The Lists application allows the user to browse the frequency lists of various units (lemma, word and lc) in representative corpora of written Czech language (SYN2000, SYN2005, SYN2010, SYN2015) and in the corpus of spontaneous spoken Czech language Oral v1. For each written Czech corpus, the users can access not only the overall results, but also frequency information for the three sub-corpora (fiction, non-fiction, and journalistic texts). Frequency lists only contain units which are made up of alphabetic symbols and hyphens, and which have a frequency higher than zero in each of the written corpora (SYN2000, SYN2005, SYN2010, and SYN2015), or, in case of Oral, a non-zero frequency in this corpus.

When browsing the list by corpora (first tab), each unit has 4 types of frequency information:

  • absolute frequency,
  • relative frequency (IPM),
  • average reduced frequency (ARF),
  • average reduced frequency normalized per million words (ARFn).

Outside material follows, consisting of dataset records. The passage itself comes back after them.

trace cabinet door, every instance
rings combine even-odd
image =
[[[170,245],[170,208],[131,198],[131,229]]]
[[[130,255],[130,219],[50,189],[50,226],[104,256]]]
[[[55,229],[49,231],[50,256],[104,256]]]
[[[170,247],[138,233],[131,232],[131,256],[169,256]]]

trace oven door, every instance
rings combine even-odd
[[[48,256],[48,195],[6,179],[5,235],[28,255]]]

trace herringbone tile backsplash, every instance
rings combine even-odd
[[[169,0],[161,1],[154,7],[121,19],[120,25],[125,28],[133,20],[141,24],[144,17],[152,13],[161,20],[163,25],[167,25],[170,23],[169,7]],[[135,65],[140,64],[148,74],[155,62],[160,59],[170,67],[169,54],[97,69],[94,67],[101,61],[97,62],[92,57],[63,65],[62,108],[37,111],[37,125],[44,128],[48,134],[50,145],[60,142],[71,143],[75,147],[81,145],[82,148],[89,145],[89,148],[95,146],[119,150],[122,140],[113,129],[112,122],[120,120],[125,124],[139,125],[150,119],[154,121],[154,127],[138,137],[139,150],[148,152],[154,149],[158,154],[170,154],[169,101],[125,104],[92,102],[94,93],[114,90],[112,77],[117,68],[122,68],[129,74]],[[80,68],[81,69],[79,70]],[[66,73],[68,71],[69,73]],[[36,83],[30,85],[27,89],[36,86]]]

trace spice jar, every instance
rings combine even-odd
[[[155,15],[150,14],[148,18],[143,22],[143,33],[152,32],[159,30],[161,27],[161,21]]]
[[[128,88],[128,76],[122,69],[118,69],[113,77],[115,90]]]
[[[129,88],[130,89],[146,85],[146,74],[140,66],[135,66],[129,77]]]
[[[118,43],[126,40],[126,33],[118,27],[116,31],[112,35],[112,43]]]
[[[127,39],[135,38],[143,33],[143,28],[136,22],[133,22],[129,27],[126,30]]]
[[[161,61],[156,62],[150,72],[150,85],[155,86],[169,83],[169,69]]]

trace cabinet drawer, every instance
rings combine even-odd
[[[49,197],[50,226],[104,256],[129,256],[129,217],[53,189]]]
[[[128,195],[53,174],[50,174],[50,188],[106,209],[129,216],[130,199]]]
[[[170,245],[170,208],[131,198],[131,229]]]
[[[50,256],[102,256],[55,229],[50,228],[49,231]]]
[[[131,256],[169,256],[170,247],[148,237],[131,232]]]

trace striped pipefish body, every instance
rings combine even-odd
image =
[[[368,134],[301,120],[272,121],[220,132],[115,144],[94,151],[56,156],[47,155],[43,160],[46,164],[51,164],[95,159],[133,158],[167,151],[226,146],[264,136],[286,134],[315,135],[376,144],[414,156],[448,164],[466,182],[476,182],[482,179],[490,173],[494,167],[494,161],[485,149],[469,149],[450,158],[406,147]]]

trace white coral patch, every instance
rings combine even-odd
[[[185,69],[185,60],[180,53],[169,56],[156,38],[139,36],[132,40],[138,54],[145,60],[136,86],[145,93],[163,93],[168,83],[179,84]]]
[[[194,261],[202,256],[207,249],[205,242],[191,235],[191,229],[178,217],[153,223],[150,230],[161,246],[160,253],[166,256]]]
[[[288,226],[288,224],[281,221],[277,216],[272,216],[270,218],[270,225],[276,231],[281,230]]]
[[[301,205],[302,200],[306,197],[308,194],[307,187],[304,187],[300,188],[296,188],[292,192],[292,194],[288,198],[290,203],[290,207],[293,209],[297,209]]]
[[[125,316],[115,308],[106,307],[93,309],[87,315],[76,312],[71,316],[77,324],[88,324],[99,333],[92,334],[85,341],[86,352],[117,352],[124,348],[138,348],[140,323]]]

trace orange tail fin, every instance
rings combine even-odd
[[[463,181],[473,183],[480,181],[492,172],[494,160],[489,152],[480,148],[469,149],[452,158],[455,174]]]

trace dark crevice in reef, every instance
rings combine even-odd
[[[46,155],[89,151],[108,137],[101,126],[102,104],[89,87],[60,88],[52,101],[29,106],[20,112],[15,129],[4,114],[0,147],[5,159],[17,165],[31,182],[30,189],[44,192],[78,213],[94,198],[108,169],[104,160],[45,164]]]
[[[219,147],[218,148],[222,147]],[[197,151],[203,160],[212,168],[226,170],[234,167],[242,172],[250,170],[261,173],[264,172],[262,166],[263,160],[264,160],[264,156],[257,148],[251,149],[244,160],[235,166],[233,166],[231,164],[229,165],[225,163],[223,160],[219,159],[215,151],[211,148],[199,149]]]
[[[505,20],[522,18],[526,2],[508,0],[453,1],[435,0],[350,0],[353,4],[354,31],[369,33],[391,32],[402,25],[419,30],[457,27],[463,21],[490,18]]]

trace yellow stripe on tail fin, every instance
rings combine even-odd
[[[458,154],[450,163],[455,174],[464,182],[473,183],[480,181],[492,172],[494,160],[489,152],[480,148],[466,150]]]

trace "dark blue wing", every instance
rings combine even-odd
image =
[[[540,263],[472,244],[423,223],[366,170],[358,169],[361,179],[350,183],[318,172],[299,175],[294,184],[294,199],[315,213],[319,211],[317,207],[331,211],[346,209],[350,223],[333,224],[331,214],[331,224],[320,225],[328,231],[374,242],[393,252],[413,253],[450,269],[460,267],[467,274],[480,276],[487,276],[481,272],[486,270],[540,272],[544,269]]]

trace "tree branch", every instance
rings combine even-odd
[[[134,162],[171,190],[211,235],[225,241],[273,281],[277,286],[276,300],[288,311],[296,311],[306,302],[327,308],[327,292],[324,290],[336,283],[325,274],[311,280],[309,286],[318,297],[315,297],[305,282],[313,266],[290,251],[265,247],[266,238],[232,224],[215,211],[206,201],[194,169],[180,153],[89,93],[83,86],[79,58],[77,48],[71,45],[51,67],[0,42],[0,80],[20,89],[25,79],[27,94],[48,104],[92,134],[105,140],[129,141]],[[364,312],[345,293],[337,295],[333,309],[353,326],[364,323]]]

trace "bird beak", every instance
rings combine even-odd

The lemma table contains an additional column with word class information (POS). The data in the table may be ordered and filtered by any of the columns; filtering based on numerical data may also be achieved by writing a specific interval in the form of M … N (e.g. 10 … 99) into a field in the column’s header.

The second tab in the browser provides a simple comparison of relative frequencies (IPM) and average reduced frequencies normalized per million words (ARFn) within individual registers (other frequency-related data are dependent on the size of the sub-corpus, rendering the results of such a comparison worthless). The information in this tab is derived from the SYN2015 and Oral v1 corpora.

For the purposes of comparison and the use of the newest versions of lemmatization and POS tagging, the data for the SYN2000, SYN2005, SYN2010, and SYN2015 corpora have been taken from the corresponding sub-corpora of the SYN v7 corpus.

The application is available at http://www.korpus.cz/lists

In addition to the Lists application, CNC offers also other options for working with the frequency lists:

  • registered CNC users can create customized frequency lists using the Word list option of the KonText application,
  • it is possible to download comparative frequency lists (Czech only) directly from the web,
  • other frequency data can be obtained upon request sent by e-mail to cnk (at) korpus.cz

How to cite Lists

Křen, M. - Cvrček, V.: Lists: Frequency list browser. FF UK. Praha 2019. Available at: <http://www.korpus.cz/lists>.